Often someone asks on FB 

"what shows do you like on netflix? then EVERYONE and their mother loves to chime in all their favorite shows to watch.... But,..."we all don't watch tv that much." 

I did not want to think, so I let the TV do the thinking for me. I got used to scenes I thought were more mild then other shows I've heard people watch. I thought I was doing okay. In my mind, I didnt watch nasty looking zombies eat flesh, I only watched Jack Bauer (24) torture a suspect for information. I didn't watch CSI crime scene investigations, because surely that would be just too horrific to see,...but I did watch Bones, because it seemed more scientific and less morbid. (false) Oh- I did not watch reality shows because that was just full of drama but, spend a nigth watching Pretty little Liars to figure out who "A" is that was ok. 

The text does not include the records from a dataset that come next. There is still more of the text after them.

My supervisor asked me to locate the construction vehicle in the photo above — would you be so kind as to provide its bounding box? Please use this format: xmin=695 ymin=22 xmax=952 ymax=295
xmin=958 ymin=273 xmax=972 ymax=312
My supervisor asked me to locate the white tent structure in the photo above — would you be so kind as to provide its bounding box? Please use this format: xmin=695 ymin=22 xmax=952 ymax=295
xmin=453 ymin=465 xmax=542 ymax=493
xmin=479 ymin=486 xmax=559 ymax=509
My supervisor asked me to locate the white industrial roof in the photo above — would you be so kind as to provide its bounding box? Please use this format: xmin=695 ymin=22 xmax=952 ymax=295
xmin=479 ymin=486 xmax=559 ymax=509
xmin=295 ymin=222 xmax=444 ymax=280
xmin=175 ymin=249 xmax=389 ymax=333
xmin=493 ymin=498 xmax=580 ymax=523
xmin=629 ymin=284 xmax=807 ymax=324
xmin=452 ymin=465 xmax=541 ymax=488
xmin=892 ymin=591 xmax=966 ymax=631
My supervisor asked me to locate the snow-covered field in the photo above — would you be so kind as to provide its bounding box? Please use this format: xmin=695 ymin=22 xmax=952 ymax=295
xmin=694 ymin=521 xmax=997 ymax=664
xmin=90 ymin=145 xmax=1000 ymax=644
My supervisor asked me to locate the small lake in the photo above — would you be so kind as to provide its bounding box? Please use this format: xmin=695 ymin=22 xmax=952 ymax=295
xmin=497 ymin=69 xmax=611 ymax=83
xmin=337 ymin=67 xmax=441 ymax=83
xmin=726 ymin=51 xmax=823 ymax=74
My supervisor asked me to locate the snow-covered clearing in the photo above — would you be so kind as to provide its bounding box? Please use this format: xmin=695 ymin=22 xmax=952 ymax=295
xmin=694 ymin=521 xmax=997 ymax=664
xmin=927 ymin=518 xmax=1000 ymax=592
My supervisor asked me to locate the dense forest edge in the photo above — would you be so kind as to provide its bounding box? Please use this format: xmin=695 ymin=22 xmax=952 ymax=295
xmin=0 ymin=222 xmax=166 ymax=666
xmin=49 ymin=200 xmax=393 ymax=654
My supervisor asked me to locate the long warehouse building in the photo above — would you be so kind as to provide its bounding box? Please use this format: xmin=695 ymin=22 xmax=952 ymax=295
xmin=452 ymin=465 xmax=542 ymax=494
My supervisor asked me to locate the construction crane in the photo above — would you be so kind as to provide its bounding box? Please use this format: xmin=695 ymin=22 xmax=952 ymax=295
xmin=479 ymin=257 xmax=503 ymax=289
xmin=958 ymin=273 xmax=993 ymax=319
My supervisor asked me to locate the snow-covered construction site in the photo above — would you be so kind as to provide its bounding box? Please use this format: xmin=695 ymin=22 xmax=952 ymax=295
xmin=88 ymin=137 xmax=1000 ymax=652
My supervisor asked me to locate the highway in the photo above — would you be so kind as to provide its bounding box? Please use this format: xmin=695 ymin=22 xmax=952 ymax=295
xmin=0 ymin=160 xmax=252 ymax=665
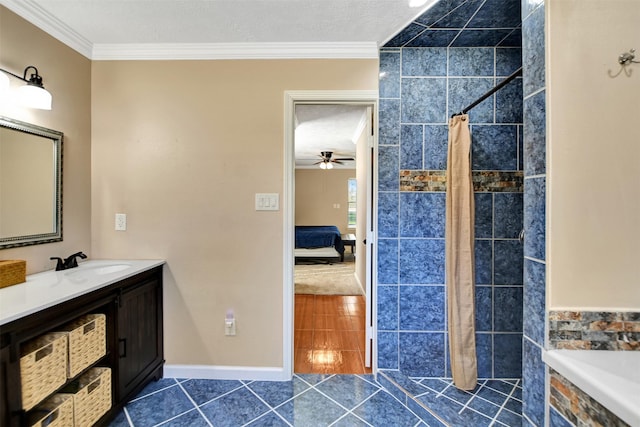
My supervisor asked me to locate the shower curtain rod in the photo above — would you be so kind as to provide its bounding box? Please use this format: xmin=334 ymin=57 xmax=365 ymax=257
xmin=451 ymin=67 xmax=522 ymax=117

 I enjoyed shows such as prison break, bones, 24, Alias, Fringe etc. I became used to seeing horrific scenes and believe.... actually,  I know my senses were dulled. I was becoming de-sensitized. So much that when I saw the photo yesterday of the U.S. photo journalist beheaded I did not believe what I saw was real and DID NOT FLINCH. 

I am upset about what happened to him. What this means for his family. What this means for our country.  I will pray for his family this evening just as I have for the families trapped on that mountian and for our country to take the right actions in conflicts such as this. However. If I pray but then go about my life changing nothing how much am I really wanting things to get better? 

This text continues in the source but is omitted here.